The government today spelled out a program to nearly double the amount of consumer goods in Soviet stores in the next 15 years, marking one of the most sweeping Kremlin promises since the early 1960s, when leader Nikita Khrushchev pledged that Soviet citizens would enjoy the highest standard of living in the world by 1980.
Dramatizing the scope of the proposed expansion in consumer goods and services, today's issue of Pravda announced it in triple-deck, bold-faced headlines and published full details in 22 columns that practically filled the first third of the nationally circulated Communist Party newspaper.
The plan, passed by the ruling Politburo last month, envisions an increase in output of "nonfood commodities," such as shoes, televisions and household appliances, of 1.8 to 1.9 times the 1985 level by 2000, according to Pravda. It calls for a comparable rise in services, including restaurants and repair shops. The planned expansion apparently responds to routine gripes by Soviets of slow, inefficient repair work, deliveries and restaurants and shortages in items ranging from winter boots to construction materials.
The program, designed in phases for the 1986-90 period and two subsequent five-year economic plans, will require substantial new investments in the consumer goods industry, according to western economic analysts in the Soviet capital. The planned increase in output of light-industry products alone would total 57 billion rubles ($74.1 billion, at the official rate of exchange), Pravda said.
Fulfilling the program will pose a daunting task for the Soviet leadership and likely require controversial shifts in investment in the 1986-90 five-year economic plan, to be considered at the 27th Party Congress next February. Achieving the projected growth in consumer goods, including some items whose supply grew only 2 to 3 percent in recent years, will require billions of rubles in new investments in consumer and service industries, western economic analysts said.
Higher investments in housing, garages or telephones can be achieved only at the expense of investments in defense or other industries or a major price increases in goods and services, analysts here said. Decreased defense spending or price increases probably would spark controversy, they added.
The announcement of the plan punctuated a concentrated series of highly publicized appearances by Mikhail Gorbachev, in which the Soviet leader has hammered home the need for harder work to bring about the required advances in industrial and agricultural growth.
The Politburo's pledge to raise the supply of goods and services to "a qualitatively new level" and Gorbachev's demands for increased output in all sectors of the economy represent the carrot and stick with which the Soviet leadership will seek to engage workers in its plan to enliven the economy, analysts here said.
Barnstorming from the Soviet Union's agricultural heartland in Tselinograd, Kazakh, to the oil-producing center of Tyumen, Siberia, to a gathering of elderly veterans in Moscow, Gorbachev has sought to rally key constituencies behind the policy of drastically accelerating and updating the Soviet economy that he has espoused since assuming office in March.
Since the beginning of September, the Soviet leader has made several extensive, nationally televised appearances.

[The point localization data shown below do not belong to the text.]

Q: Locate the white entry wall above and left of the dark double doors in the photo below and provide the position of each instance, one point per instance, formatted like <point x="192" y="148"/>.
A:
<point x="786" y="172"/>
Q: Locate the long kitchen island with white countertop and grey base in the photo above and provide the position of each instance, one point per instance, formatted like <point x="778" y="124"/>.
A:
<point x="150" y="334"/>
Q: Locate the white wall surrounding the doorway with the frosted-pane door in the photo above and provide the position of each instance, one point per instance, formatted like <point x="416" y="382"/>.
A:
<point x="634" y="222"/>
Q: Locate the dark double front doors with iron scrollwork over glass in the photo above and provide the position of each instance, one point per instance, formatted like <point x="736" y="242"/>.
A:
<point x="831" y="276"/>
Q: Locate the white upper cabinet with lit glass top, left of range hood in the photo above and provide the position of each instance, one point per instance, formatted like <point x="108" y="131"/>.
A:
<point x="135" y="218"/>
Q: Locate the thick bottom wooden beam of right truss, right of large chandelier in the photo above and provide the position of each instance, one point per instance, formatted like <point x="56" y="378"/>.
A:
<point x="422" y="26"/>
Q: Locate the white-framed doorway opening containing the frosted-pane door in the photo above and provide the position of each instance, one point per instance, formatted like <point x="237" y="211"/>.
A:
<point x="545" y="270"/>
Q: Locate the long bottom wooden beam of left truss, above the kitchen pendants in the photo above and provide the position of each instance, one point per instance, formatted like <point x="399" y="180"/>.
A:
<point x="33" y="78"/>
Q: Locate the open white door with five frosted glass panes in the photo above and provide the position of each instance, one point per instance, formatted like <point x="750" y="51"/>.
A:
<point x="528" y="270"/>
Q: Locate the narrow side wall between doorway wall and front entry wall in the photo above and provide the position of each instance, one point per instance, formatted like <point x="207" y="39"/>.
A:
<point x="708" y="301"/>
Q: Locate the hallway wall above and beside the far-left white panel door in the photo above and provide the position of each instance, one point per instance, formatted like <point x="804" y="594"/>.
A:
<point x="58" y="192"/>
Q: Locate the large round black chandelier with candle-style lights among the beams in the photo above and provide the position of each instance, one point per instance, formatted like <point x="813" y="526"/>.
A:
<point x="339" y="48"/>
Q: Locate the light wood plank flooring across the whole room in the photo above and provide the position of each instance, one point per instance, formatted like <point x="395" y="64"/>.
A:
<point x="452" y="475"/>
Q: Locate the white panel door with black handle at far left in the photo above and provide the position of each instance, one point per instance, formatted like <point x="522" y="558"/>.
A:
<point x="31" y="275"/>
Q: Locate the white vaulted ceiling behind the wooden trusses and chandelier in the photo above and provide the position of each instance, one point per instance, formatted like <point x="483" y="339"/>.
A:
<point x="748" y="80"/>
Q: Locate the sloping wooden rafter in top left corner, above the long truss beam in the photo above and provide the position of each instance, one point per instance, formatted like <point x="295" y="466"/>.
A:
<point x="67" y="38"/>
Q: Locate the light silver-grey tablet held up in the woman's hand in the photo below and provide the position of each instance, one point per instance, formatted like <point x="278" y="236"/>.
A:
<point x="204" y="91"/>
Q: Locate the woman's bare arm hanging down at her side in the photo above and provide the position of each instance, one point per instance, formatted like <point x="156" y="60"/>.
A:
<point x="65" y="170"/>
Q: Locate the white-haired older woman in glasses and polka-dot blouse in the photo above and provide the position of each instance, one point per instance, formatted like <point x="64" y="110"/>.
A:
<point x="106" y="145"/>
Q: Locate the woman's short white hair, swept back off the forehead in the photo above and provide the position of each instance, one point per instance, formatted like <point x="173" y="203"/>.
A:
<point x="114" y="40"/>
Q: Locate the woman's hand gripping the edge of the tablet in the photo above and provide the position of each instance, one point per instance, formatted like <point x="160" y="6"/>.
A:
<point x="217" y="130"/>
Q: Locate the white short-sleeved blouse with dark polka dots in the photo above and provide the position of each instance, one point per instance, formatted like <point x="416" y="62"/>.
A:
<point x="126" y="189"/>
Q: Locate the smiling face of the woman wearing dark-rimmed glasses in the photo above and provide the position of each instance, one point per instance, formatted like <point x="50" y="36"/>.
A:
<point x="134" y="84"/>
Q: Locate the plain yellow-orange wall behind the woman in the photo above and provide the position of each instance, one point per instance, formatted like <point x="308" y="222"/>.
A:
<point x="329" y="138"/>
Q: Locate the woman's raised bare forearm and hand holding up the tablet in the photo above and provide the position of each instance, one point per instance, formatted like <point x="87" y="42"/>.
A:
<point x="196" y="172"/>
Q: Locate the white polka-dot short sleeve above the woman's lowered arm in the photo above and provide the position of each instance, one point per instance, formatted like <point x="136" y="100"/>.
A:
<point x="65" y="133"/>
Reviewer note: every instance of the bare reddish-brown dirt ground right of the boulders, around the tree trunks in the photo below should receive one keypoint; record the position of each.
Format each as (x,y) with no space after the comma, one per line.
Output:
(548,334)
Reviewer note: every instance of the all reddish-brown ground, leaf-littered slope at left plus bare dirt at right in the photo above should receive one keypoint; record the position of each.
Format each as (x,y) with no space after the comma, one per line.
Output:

In Kazakh, in Siberia, in Moscow and in a televised interview with an American news magazine, he touched on domestic economic and political issues.
His speeches invariably have pointed out past sluggish performances and the necessity of overcoming them.
"The Central Committee is worried by the fact that for three years running Tyumen region has been falling short of its oil output targets," Gorbachev said in a speech to workers in that Siberian oil center. Later in the speech he called for "an all-out intensification of production in Siberia."
Many here say they are impressed with Gorbachev's high visibility, particularly because the three other Soviet leaders since Khrushchev fell in 1964 rarely made extensive, televised public appearances. But western observers in Moscow, noting that Gorbachev has not changed the message of his first successfully publicized appearance in Leningrad in May, have sensed that he has lost some of his early momentum, despite the vigor, earthiness and directness of his oratorical manner.
The Soviet leader has yet to clarify and detail his plans to "restructure" the economy, the western analysts point out.
Analysts here say that the announcement of the consumer goods program signals that some key aspects of the five-year plan to be presented to the party's Central Committee for approval at the party congress in February have been decided.
The initial plan, apparently prepared before Gorbachev's predeccessor, Konstantin Chernenko, died in March, was returned for revisions earlier this year, Soviet sources here said. A debate then ensued over several of the elements of the plan, including the projected rates of growth for the economy and the level of investment the Soviet Union should undertake, the sources said.
Some western critics of the higher growth rates Gorbachev has called for argue that artificially accelerated growth rates likely would lead to decreased quality in Soviet goods.